How Does Gold Serve as an Investment and Currency?
According to the Federal Reserve Bank of Saint Louis "The characteristics of money are durability, portability, divisibility, uniformity, limited supply, and acceptability."
Gold is both a commodity and a currency. It is used as a medium of exchange, store of value, and unit of account. Gold has all the characteristics of money, which are; durability, portability, divisibility, uniformity, limited supply, and acceptability.
Gold has been used as money since ancient times due to its unique properties that make it ideal for this purpose:
Rarity (Limited Supply)
Gold is found in only small amounts in the earth's crust so it cannot be reproduced by man. This makes gold scarce and gives it value.
Gold does not tarnish or corrode like other metals such as silver or copper do over time making it ideal for storing wealth over long periods of time.
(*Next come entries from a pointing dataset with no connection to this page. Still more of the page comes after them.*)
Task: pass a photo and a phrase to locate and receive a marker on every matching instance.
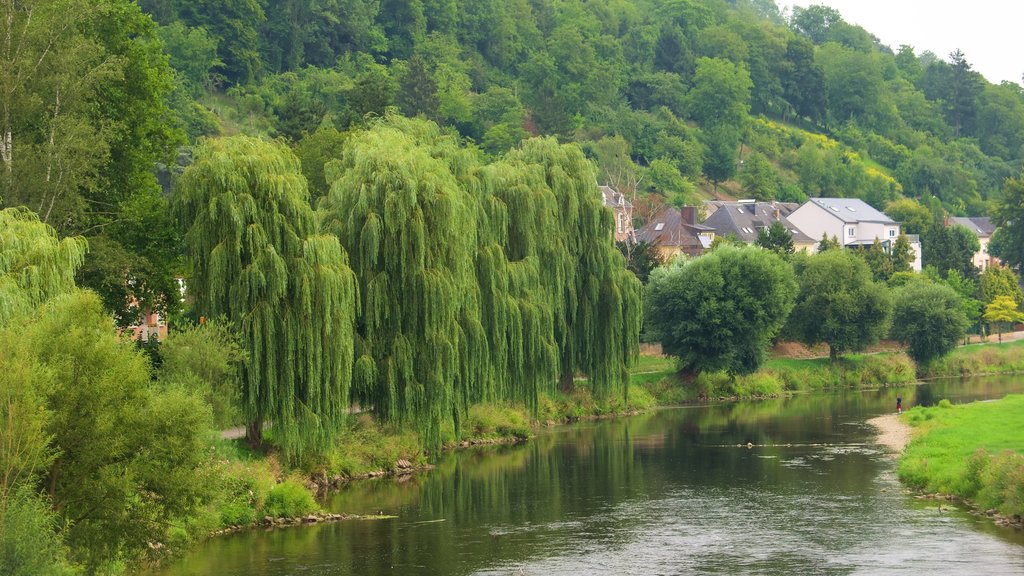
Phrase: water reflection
(676, 491)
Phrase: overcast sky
(989, 32)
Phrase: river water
(677, 491)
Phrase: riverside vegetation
(972, 452)
(453, 273)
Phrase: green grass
(777, 376)
(971, 451)
(989, 358)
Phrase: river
(677, 491)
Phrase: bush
(290, 499)
(487, 420)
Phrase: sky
(987, 31)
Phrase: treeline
(429, 280)
(720, 312)
(666, 89)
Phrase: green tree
(777, 239)
(902, 255)
(912, 216)
(760, 178)
(641, 257)
(929, 318)
(1009, 214)
(35, 265)
(721, 94)
(950, 247)
(1000, 281)
(418, 90)
(1003, 311)
(128, 460)
(878, 261)
(840, 304)
(721, 311)
(258, 260)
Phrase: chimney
(689, 214)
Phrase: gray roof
(852, 210)
(981, 225)
(613, 199)
(668, 229)
(744, 219)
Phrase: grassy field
(972, 451)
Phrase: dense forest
(392, 204)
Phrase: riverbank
(370, 449)
(893, 433)
(972, 452)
Gold can be easily melted down into tiny pieces and transported without losing much value compared to other precious metals like silver or platinum which have higher melting points than gold does making them less practical for transport by merchants due to their density (weight) compared to gold's much lower density (weight).
Gold has all the characteristics of money, which are; durability, portability, divisibility, uniformity, limited supply, and acceptability.
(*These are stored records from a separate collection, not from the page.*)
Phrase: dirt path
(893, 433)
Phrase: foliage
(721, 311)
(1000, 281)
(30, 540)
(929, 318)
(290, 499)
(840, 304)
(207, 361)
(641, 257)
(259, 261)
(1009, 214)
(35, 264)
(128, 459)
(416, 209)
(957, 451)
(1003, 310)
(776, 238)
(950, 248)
Factors That Influence Gold's Price
Gold has been used as money for thousands of years. It is a commodity that has intrinsic value and is considered a safe haven during times of uncertainty.
Gold's price can be affected by many factors, including:
Inflation can affect the price of gold in a few ways. When inflation is high, the value of money decreases, which can lead to an increase in the price of gold. This is because gold is often considered a safe-haven investment and a hedge against inflation. When the value of money decreases, investors may turn to gold as a store of value that is not subject to the same inflationary pressures.
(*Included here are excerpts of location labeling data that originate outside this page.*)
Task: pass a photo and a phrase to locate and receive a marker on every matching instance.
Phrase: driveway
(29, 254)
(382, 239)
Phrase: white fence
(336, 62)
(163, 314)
Interest rates and gold prices have an inverse relationship, meaning that when interest rates rise, gold prices tend to fall, and when interest rates fall, gold prices tend to rise.
When gold production is high, the supply of gold increases, which can lead to a decrease in the price of gold. This is because an increase in supply can lead to an excess of gold on the market, which can lead to lower prices.
When jewelry production goes up, it increases demand for gold and drives up prices.
Central Bank Reserves
Central banks hold gold reserves because they believe it protects against inflation, economic instability and geopolitical uncertainty. As central bank increase their holding, gold supply decreases, which in theory, should increase the price of gold.
Reasons to Invest in Gold
There are several reasons why people may choose to invest in gold:
Hedge Against Inflation
Gold is considered a hedge against inflation because its value tends to increase as the cost of living goes up. This is because gold is a finite resource, and as demand for it increases, so does its price.
Investing in gold can help diversify an investment portfolio, as its performance is often uncorrelated with other assets such as stocks and bonds.
Store of Value
Gold has been used as a store of value for thousands of years and is often considered a "safe haven" asset. This makes it a popular choice for investors looking to protect their wealth.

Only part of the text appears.